Bonus: the HYSA earns 4 to 5 percent interest on the money while it sits. On a $3,000 tax balance across a year, that is $120 to $150 in free money for doing what the IRS required you to do anyway.
This is the same logic as a sinking fund. Our guide on sinking funds explained covers the full mechanic, which is "put monthly chunks aside for a known future bill."
Deductions that side hustlers routinely miss
- Mileage. 70 cents per business mile in 2025. This is huge for gig drivers. Keep a log.
- Home office. Simplified method: $5 per sq ft up to 300 sq ft = $1,500 max deduction. The space has to be used regularly and exclusively for business.
- Phone portion. If you use your phone for the side hustle, deduct the business percentage of the bill. 40 percent is a defensible number for most gig workers.
- Software subscriptions. Adobe, Figma, Canva Pro, Notion, Zoom, bookkeeping app. All deductible.
- Education. Courses, conferences, books directly related to the hustle.
- Professional services. Accountant, bookkeeper, tax prep fees for the business portion of your return.
- Startup expenses. Up to $5,000 of launch costs in year one.
- Platform fees. Etsy fees, Stripe fees, Shopify, marketplace commissions. All deductible.
Jackson Hewitt's 2025 side hustler audit found that the average 1099 filer missed $1,400 in legitimate deductions on their return. Track expenses monthly, not at tax time.
The 1099-K threshold confusion
One more thing Money With Katie keeps hammering. The IRS has been rolling out a lower 1099-K threshold.

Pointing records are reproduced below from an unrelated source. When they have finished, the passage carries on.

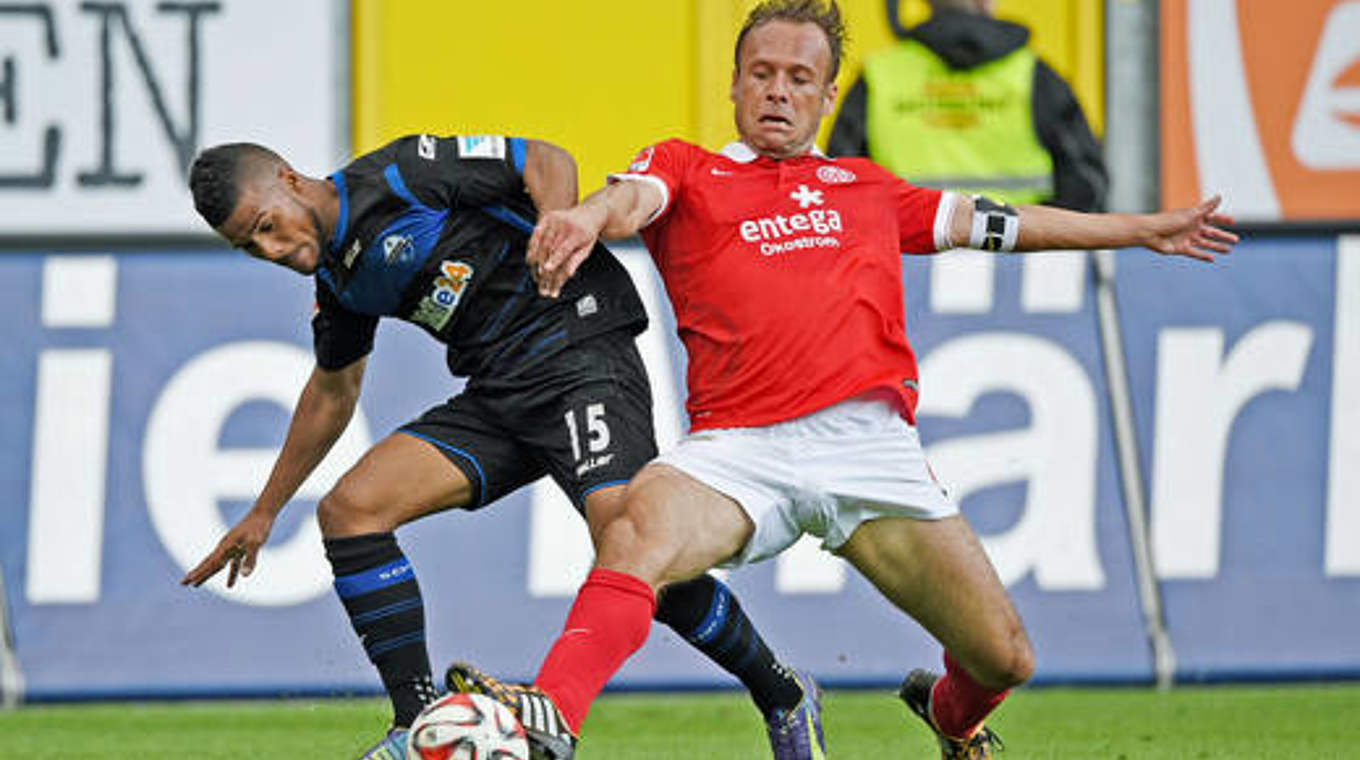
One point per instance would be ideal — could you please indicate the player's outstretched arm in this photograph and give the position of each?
(565, 238)
(1196, 233)
(323, 412)
(550, 176)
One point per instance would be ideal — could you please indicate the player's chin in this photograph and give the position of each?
(303, 260)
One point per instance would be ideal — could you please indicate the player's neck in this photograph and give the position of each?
(327, 199)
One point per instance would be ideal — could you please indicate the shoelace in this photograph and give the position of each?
(978, 741)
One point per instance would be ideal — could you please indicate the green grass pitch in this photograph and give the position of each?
(1060, 723)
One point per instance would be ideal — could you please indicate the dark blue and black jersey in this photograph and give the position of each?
(433, 231)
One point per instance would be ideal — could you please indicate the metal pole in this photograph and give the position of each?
(1132, 155)
(1130, 469)
(11, 679)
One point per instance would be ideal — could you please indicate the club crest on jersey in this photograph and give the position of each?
(642, 161)
(446, 292)
(835, 176)
(397, 249)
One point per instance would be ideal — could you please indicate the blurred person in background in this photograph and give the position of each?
(962, 102)
(433, 231)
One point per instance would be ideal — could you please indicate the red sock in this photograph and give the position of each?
(609, 620)
(959, 703)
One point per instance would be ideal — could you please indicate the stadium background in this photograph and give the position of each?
(150, 373)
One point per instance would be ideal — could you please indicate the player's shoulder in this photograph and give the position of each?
(671, 151)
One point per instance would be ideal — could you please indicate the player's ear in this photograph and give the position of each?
(290, 177)
(828, 98)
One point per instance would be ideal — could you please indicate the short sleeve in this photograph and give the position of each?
(922, 218)
(339, 336)
(664, 166)
(461, 171)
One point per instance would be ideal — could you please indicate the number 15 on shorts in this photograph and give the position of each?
(589, 433)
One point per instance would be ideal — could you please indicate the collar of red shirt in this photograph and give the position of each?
(741, 152)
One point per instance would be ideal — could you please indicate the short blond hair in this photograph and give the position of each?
(824, 14)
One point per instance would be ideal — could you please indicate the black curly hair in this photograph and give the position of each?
(216, 176)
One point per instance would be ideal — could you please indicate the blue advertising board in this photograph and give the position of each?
(146, 396)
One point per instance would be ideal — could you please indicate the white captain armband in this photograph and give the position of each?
(994, 226)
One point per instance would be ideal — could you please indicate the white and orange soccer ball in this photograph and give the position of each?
(467, 726)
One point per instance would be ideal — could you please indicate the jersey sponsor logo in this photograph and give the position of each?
(448, 288)
(396, 249)
(818, 227)
(835, 176)
(642, 161)
(425, 147)
(805, 196)
(482, 146)
(1326, 135)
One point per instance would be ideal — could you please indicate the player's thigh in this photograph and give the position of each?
(588, 419)
(673, 528)
(936, 571)
(400, 479)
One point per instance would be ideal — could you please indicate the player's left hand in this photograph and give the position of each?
(561, 242)
(1192, 231)
(238, 549)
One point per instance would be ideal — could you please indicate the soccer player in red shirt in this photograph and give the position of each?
(784, 271)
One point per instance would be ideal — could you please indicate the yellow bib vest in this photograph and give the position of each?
(969, 131)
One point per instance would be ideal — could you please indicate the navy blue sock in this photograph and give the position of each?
(705, 612)
(378, 589)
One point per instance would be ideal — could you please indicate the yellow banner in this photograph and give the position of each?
(609, 76)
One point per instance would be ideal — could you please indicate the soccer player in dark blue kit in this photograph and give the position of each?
(433, 231)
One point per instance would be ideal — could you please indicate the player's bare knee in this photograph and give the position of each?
(1009, 664)
(343, 511)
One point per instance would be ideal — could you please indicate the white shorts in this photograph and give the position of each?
(823, 475)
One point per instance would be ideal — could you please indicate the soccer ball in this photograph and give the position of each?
(467, 726)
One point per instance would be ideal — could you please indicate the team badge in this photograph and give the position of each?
(835, 176)
(425, 147)
(642, 161)
(397, 249)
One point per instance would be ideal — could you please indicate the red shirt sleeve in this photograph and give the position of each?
(921, 218)
(664, 165)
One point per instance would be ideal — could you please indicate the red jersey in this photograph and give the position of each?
(786, 276)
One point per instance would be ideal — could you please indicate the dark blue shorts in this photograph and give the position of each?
(582, 416)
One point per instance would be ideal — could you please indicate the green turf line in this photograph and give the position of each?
(1189, 723)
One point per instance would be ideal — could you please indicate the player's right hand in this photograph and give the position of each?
(238, 549)
(559, 244)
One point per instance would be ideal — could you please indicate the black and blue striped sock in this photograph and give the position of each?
(378, 589)
(705, 612)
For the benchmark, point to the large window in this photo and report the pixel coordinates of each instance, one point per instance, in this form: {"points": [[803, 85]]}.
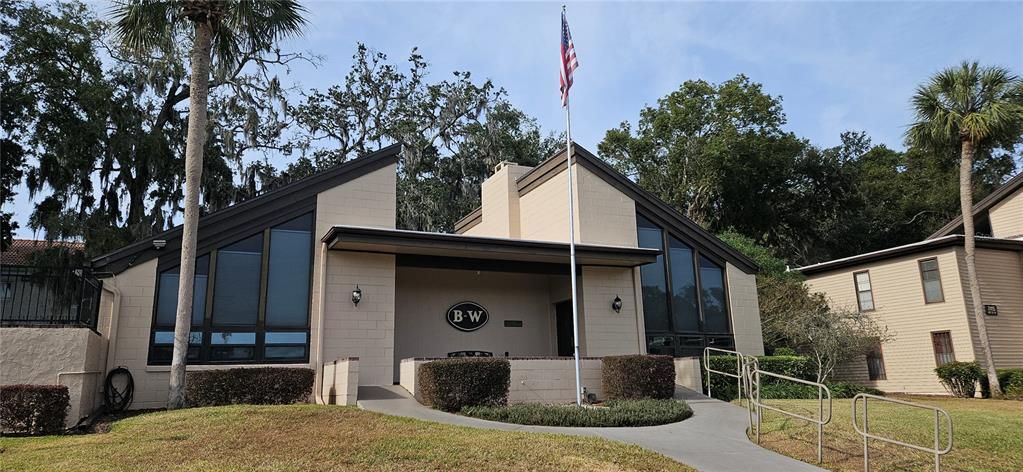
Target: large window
{"points": [[685, 305], [931, 280], [943, 352], [259, 293], [864, 294]]}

For tax year 2025, the threshold is $2,500 in platform payments (Venmo, PayPal, Stripe, Etsy). For tax year 2026, it drops to $600. This does not change what you owe. You always owed tax on side hustle income. It changes whether the IRS gets a form with your name on it.

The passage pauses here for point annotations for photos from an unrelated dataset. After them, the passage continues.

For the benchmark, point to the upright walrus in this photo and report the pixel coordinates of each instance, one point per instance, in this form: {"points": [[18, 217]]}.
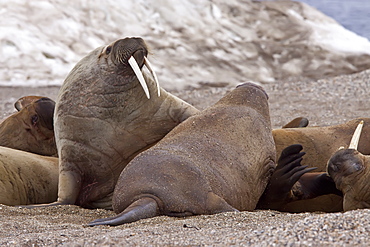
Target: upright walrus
{"points": [[103, 118], [218, 160]]}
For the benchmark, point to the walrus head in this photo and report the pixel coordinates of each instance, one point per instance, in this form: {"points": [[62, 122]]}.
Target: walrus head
{"points": [[350, 172], [129, 55], [31, 129]]}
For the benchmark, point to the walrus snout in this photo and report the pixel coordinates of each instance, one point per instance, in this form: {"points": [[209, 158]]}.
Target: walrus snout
{"points": [[133, 52], [123, 49], [345, 162]]}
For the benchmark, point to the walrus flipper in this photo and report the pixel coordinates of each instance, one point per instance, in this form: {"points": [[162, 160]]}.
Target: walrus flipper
{"points": [[316, 184], [299, 122], [142, 208], [288, 171]]}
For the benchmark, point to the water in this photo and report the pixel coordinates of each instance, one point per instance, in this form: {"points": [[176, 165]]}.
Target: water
{"points": [[352, 14]]}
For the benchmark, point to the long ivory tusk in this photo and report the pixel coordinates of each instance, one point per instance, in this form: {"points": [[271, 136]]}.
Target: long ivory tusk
{"points": [[149, 66], [356, 136], [139, 75]]}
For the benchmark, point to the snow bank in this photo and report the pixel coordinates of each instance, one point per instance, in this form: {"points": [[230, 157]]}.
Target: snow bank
{"points": [[192, 41]]}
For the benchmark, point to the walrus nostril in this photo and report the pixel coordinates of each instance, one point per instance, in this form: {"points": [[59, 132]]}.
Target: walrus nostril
{"points": [[139, 75]]}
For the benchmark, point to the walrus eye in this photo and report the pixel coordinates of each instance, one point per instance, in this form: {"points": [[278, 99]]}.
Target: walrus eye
{"points": [[108, 50], [34, 119]]}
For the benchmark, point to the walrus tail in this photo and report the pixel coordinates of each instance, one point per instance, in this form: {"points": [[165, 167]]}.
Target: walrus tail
{"points": [[143, 208]]}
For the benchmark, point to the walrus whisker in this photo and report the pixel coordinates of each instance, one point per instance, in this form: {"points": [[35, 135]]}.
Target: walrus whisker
{"points": [[356, 136], [139, 75], [149, 66]]}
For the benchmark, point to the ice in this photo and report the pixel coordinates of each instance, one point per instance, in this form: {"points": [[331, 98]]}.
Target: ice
{"points": [[190, 40]]}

In practice: you will get more 1099-K forms in the mail than ever before, and the IRS will match them against your return. Under-reporting is easier to catch. Track every dollar, report every dollar, claim every deduction.
What to do this week
- Run a 1099 calculator with your year-to-date numbers. Get a quarterly estimate.
- Open a separate HYSA labeled "Taxes."
- Set up a weekly transfer of 30 percent of side hustle payouts into that account.
- Put the 4 quarterly dates (April 15, June 15, September 15, January 15) in your calendar with reminders.
- If you have a W-2 job, consider adjusting your W-4 to over-withhold and skip quarterlies entirely.
- Start a monthly expense log with categories: supplies, mileage, home office, software, fees.
If you want a pre-built tracker with income, expenses, mileage, and auto-calculating quarterly estimates, the Side Hustle Tax Tracker is $14. For the free starter kit, the Quarterly Tax Reminder Calendar covers the four dates on printable cards.
Your future April self will either thank you or curse you depending on what you do in the next 30 days. A $3,000 tax bill you saved for is fine. A $3,000 surprise is a financial crisis. The difference is 30 percent of every payout, every time, starting now.